Jason Corso named Toyota Professor of Artificial Intelligence

by Dan Newman

Jason Corso has been named the Toyota Professor of Artificial Intelligence at the University of Michigan. The named professorship recognizes Corso’s contributions to computer vision, artificial intelligence, and multimodal machine learning, as well as his work translating AI research into real-world applications.

A lecture and ceremony celebrating the appointment was held on January 30, 2026, hosted by Karen A. Thole, the Robert J. Vlasic Dean of Engineering, and Dawn Tilbury, the Ronald D. and Regina C. McNeil Department Chair of Robotics and Herrick Professor of Engineering. Corso’s presented a lecture: “Softening the boundaries: the human, the physical, and the computational.”

Jason Corso sits in the chair representing the professorship, with Robotics Department chair Dawn Tilbury and Dean Karen Thole behind.

Jason Corso receives the medal and chair representing the Toyota Professorship of Artificial Intelligence, joined by Dawn Tilbury, chair of the Robotics Department, and Dean Karen Thole.

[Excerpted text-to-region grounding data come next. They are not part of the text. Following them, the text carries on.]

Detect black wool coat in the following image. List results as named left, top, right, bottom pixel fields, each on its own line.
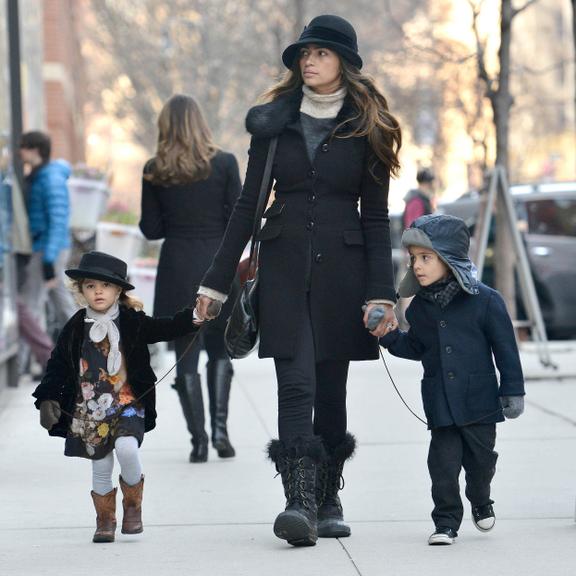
left=32, top=306, right=199, bottom=437
left=139, top=150, right=241, bottom=328
left=201, top=90, right=396, bottom=361
left=380, top=283, right=525, bottom=429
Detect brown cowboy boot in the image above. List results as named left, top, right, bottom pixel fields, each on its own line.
left=91, top=488, right=117, bottom=543
left=119, top=475, right=144, bottom=534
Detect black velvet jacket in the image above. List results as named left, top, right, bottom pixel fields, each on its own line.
left=32, top=306, right=198, bottom=437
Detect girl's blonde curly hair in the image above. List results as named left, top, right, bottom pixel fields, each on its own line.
left=69, top=278, right=143, bottom=311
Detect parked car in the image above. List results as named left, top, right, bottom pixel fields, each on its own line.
left=436, top=181, right=576, bottom=339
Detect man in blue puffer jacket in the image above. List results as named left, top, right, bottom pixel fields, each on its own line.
left=19, top=131, right=76, bottom=329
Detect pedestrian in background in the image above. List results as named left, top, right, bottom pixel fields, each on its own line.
left=196, top=14, right=401, bottom=547
left=379, top=214, right=525, bottom=546
left=19, top=131, right=76, bottom=331
left=140, top=94, right=241, bottom=463
left=403, top=167, right=436, bottom=229
left=32, top=250, right=201, bottom=543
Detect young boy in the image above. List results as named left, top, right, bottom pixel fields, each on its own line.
left=379, top=214, right=525, bottom=546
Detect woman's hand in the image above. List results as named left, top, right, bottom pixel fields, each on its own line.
left=195, top=295, right=222, bottom=322
left=363, top=303, right=398, bottom=337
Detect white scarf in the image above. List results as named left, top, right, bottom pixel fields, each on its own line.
left=85, top=301, right=122, bottom=375
left=300, top=85, right=346, bottom=119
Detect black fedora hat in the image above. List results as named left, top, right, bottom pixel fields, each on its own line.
left=282, top=14, right=363, bottom=70
left=65, top=251, right=134, bottom=291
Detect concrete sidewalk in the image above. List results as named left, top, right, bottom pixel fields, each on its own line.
left=1, top=344, right=576, bottom=576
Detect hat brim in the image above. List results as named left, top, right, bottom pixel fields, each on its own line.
left=65, top=268, right=135, bottom=291
left=282, top=39, right=363, bottom=69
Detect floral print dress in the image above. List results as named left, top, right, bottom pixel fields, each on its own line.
left=64, top=322, right=145, bottom=460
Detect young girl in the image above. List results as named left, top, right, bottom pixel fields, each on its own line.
left=33, top=250, right=201, bottom=543
left=379, top=214, right=525, bottom=546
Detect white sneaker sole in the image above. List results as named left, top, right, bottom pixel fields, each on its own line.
left=428, top=533, right=456, bottom=545
left=473, top=516, right=495, bottom=532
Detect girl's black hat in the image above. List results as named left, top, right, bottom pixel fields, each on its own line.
left=282, top=14, right=363, bottom=70
left=65, top=251, right=134, bottom=291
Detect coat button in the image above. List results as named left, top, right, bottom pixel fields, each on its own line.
left=447, top=372, right=455, bottom=379
left=307, top=194, right=316, bottom=203
left=439, top=320, right=447, bottom=328
left=315, top=253, right=323, bottom=263
left=445, top=346, right=452, bottom=354
left=321, top=143, right=329, bottom=152
left=306, top=221, right=314, bottom=230
left=308, top=169, right=317, bottom=178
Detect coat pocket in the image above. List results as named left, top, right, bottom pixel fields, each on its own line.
left=257, top=224, right=283, bottom=241
left=262, top=202, right=285, bottom=219
left=420, top=376, right=437, bottom=425
left=466, top=372, right=500, bottom=411
left=343, top=230, right=365, bottom=246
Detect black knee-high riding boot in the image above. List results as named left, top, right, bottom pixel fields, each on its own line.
left=267, top=436, right=326, bottom=547
left=172, top=374, right=209, bottom=463
left=316, top=432, right=356, bottom=537
left=206, top=359, right=236, bottom=458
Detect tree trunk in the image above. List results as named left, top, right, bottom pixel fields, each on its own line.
left=492, top=0, right=516, bottom=318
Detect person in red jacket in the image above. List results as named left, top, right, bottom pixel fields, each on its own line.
left=403, top=167, right=436, bottom=228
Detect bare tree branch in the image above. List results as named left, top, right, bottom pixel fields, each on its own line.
left=512, top=0, right=539, bottom=18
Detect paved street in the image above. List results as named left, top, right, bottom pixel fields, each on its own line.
left=1, top=341, right=576, bottom=576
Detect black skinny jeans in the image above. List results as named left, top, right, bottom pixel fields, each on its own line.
left=274, top=297, right=349, bottom=449
left=174, top=324, right=228, bottom=376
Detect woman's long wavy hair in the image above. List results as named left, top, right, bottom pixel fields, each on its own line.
left=261, top=56, right=402, bottom=177
left=146, top=94, right=218, bottom=185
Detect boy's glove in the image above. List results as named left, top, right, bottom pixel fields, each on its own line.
left=40, top=400, right=61, bottom=430
left=500, top=395, right=524, bottom=419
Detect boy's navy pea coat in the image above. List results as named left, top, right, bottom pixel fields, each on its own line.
left=202, top=90, right=396, bottom=361
left=32, top=306, right=198, bottom=437
left=381, top=283, right=525, bottom=429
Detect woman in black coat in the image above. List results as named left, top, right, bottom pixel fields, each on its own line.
left=140, top=94, right=241, bottom=463
left=196, top=15, right=401, bottom=546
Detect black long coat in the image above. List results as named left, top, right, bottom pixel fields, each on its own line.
left=139, top=151, right=241, bottom=329
left=32, top=306, right=198, bottom=436
left=381, top=283, right=525, bottom=429
left=202, top=91, right=396, bottom=361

Corso’s research spans video understanding, vision-language reasoning, and AI systems for healthcare and robotics. He is Co-Founder and CSO of Voxel51, an AI startup focused on computer vision and data management, and has led projects applying AI to challenges ranging from surgical video analysis to rural healthcare delivery.

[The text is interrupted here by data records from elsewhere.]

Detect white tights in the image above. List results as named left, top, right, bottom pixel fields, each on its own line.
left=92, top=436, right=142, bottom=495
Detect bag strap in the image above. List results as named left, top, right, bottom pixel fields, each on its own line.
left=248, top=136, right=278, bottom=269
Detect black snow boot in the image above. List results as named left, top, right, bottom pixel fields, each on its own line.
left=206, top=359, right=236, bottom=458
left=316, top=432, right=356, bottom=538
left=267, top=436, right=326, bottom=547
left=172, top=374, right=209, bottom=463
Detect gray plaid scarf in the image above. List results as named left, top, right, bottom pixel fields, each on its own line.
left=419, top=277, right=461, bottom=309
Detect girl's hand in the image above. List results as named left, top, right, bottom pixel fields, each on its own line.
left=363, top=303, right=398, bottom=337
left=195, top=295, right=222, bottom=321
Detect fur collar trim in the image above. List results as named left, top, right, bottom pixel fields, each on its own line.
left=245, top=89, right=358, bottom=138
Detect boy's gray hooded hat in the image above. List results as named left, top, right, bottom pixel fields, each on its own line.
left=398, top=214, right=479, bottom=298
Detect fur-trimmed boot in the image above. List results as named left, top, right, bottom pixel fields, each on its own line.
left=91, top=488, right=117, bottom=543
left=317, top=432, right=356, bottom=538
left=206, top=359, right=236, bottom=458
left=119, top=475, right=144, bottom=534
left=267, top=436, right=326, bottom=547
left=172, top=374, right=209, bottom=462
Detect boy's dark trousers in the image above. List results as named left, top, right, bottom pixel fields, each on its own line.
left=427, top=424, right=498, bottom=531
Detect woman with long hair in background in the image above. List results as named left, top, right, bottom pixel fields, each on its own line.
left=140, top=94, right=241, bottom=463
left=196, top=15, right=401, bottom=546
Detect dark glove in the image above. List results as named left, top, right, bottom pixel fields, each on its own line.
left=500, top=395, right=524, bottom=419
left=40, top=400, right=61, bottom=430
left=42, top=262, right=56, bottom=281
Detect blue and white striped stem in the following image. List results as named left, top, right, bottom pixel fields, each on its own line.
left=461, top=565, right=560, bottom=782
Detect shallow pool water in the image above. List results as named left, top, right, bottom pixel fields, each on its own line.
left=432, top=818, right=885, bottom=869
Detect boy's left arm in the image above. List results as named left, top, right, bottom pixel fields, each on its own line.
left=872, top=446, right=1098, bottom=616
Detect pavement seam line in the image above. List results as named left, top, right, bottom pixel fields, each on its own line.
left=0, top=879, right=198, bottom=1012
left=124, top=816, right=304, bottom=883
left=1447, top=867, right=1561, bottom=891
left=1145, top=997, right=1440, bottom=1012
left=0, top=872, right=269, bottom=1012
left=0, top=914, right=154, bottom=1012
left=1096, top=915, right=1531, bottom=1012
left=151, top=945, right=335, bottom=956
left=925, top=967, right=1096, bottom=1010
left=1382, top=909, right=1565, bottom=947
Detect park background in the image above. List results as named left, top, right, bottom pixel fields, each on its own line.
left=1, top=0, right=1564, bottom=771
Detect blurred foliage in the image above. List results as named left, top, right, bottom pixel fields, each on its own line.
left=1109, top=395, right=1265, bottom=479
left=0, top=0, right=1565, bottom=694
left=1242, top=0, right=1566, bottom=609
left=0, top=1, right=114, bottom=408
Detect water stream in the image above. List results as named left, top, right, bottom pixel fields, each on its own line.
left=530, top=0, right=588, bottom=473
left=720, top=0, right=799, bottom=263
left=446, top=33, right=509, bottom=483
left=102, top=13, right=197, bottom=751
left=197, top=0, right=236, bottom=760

He has authored more than 150 peer-reviewed papers and hundreds of thousands of lines of open-source code on topics including computer vision, robotics, data science, and general computing. Corso received his PhD and MSE from Johns Hopkins University and his BS with honors from Loyola College in Maryland, all in Computer Science. He is the recipient of a U-M EECS Outstanding Achievement Award, Google Faculty Research Award, Army Research Office Young Investigator Award, National Science Foundation CAREER Award, and the Link Foundation Fellowship in Advanced Simulation and Training. He is a senior member of the IEEE and a member of the AAAI, ACM, and MAA.